Tom Pinckney has written a great post on GigaOm about the new kinds of processing companies have to do to create a highly personalized experience for users.
My comment is still in moderation, so in the spirit of the real-time Web, here it is:
Tom, great post. The problem is spot on. The solution makes one key assumption — that you can’t approach the problem with pre-computation.
That’s true for a service like Hunch which sees a tiny amount of data about me, especially when I first show up. Given how little you know about me, you have two choices: either you pre-compute info in an impossibly large space, which is impractical, just as you describe, or you do the type of real-time processing which is much more effective. So far so good.
But that’s not necessarily the best way to approach the problem from the standpoint of someone who had a lot of data about me, e.g., Google or Facebook or even Amazon. The set of Internet-connected humans is small from a computational standpoint and the meta-data trail we leave is growing at a much slower rate than compute/storage. Pre-computing starting with 100 dimensions doesn’t work. Pre-computing starting with a few billion humans works really well, if you have a lot of data on the humans.
This is one of the fundamental advantages Amazon, FB, GOOG and others have compared to point services such as Hunch.

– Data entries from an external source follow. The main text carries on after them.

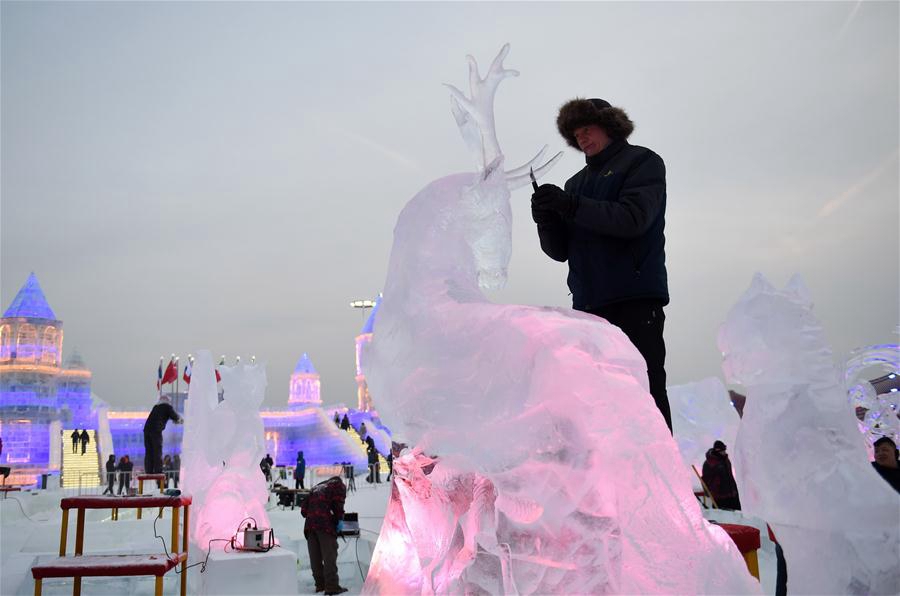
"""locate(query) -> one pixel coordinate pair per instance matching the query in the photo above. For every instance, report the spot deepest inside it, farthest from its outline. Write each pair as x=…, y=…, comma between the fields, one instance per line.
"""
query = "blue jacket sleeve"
x=640, y=201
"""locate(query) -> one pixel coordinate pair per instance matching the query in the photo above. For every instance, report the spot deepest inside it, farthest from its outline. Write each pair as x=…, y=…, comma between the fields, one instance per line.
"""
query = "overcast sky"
x=227, y=175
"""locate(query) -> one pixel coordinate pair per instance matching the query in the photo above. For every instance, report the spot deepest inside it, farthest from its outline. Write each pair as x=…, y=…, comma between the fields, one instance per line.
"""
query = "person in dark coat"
x=156, y=422
x=886, y=464
x=111, y=469
x=299, y=471
x=719, y=479
x=323, y=509
x=176, y=469
x=125, y=468
x=374, y=469
x=608, y=224
x=266, y=468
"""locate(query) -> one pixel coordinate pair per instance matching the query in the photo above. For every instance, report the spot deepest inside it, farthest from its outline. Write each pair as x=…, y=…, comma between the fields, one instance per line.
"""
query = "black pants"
x=152, y=453
x=322, y=548
x=643, y=321
x=374, y=473
x=124, y=482
x=111, y=481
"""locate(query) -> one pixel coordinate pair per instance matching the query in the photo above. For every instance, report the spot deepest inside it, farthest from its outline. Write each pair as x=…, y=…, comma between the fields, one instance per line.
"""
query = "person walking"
x=719, y=479
x=608, y=224
x=323, y=511
x=299, y=471
x=125, y=467
x=156, y=422
x=85, y=439
x=372, y=453
x=110, y=475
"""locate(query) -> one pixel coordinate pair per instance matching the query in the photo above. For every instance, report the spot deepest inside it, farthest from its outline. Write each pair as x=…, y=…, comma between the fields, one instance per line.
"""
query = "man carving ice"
x=161, y=413
x=608, y=224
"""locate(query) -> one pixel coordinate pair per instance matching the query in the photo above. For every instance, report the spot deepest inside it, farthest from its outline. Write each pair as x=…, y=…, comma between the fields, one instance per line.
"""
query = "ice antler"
x=475, y=118
x=475, y=115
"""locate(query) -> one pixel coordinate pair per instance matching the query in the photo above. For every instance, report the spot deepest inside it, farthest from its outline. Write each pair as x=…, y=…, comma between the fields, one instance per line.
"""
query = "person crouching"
x=323, y=509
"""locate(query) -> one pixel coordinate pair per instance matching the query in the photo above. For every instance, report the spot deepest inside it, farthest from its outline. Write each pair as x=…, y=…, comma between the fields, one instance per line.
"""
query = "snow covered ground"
x=31, y=533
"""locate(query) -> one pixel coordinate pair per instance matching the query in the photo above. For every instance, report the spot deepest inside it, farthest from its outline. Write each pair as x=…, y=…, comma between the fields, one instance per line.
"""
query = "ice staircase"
x=382, y=462
x=80, y=471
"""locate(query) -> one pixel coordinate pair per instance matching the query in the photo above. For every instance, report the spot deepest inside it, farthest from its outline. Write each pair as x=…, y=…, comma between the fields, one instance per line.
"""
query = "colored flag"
x=171, y=373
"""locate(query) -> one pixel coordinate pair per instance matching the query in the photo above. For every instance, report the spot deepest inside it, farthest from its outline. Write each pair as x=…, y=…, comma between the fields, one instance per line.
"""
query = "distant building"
x=38, y=397
x=364, y=398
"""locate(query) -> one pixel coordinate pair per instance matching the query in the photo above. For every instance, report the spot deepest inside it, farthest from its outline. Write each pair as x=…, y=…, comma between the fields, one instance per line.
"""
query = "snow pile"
x=541, y=464
x=801, y=462
x=223, y=444
x=701, y=414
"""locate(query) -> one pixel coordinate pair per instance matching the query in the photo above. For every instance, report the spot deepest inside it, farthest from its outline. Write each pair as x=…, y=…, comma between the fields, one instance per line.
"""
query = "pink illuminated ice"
x=223, y=444
x=540, y=463
x=800, y=461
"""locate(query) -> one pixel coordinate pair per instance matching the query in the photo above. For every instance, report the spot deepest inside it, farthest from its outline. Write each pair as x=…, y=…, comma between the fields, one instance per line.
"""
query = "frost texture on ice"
x=701, y=414
x=800, y=460
x=223, y=444
x=540, y=463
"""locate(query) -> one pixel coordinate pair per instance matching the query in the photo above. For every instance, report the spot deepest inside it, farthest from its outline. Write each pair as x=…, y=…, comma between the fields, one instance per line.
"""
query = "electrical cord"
x=202, y=563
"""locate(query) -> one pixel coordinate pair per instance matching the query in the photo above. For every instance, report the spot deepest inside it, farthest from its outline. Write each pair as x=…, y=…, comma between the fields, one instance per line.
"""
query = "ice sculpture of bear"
x=801, y=462
x=541, y=464
x=223, y=444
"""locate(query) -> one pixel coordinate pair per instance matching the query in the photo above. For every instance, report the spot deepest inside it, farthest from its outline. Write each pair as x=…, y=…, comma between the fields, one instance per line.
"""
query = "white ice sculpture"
x=881, y=417
x=540, y=462
x=223, y=444
x=701, y=414
x=801, y=464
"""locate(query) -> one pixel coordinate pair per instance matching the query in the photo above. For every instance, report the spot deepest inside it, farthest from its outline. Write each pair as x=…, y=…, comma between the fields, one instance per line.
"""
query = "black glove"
x=549, y=197
x=544, y=216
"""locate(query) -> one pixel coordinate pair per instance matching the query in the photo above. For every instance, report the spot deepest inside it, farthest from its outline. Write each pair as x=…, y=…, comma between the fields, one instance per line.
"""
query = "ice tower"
x=305, y=385
x=364, y=398
x=38, y=398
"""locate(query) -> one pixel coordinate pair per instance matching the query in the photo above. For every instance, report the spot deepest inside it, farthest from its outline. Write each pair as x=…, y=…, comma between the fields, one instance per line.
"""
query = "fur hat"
x=580, y=112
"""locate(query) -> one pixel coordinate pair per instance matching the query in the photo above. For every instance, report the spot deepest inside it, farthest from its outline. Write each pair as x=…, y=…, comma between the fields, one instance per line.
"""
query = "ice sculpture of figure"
x=801, y=462
x=881, y=410
x=701, y=414
x=540, y=462
x=223, y=443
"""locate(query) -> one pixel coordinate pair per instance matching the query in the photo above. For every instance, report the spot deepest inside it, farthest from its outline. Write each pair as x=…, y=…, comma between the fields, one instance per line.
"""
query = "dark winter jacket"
x=891, y=475
x=301, y=466
x=159, y=416
x=614, y=241
x=717, y=475
x=324, y=507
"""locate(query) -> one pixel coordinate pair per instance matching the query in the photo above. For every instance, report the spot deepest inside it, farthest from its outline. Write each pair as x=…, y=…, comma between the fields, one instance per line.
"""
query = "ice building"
x=364, y=398
x=40, y=398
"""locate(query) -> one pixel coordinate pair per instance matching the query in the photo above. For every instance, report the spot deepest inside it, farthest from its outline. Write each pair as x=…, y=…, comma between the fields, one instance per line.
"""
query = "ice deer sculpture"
x=540, y=462
x=801, y=462
x=223, y=444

It’s not a fair fight. So you have to innovate like crazy to compensate. Rock on!
People who do data analysis and machine learning have learned one thing through experience (can someone claim it as their Law?): to solve a complex problem with little data you need fancy technology but you may be able to solve the same problem with much simpler technologies if you have a lot of data.
So, the big guys have a fundamental advantage. However, there are ways to even out the playing field. It starts with users owning their data and giving it to a trusted third party that can do the same type of pre-computation the big guys can do. Then you put the right access control mechanisms allowing users to share this info with third party services like Hunch.
Facebook already does something like this through F8. Facebook apps get access to a lot of valuable information not available through other means. But Facebook doesn’t share any really interesting pre-computed analytics, at least not right now. They are the smartest of the big guy bunch so far. With the exception of the the string of privacy faux pas, I’ve been consistently impressed with their strategy.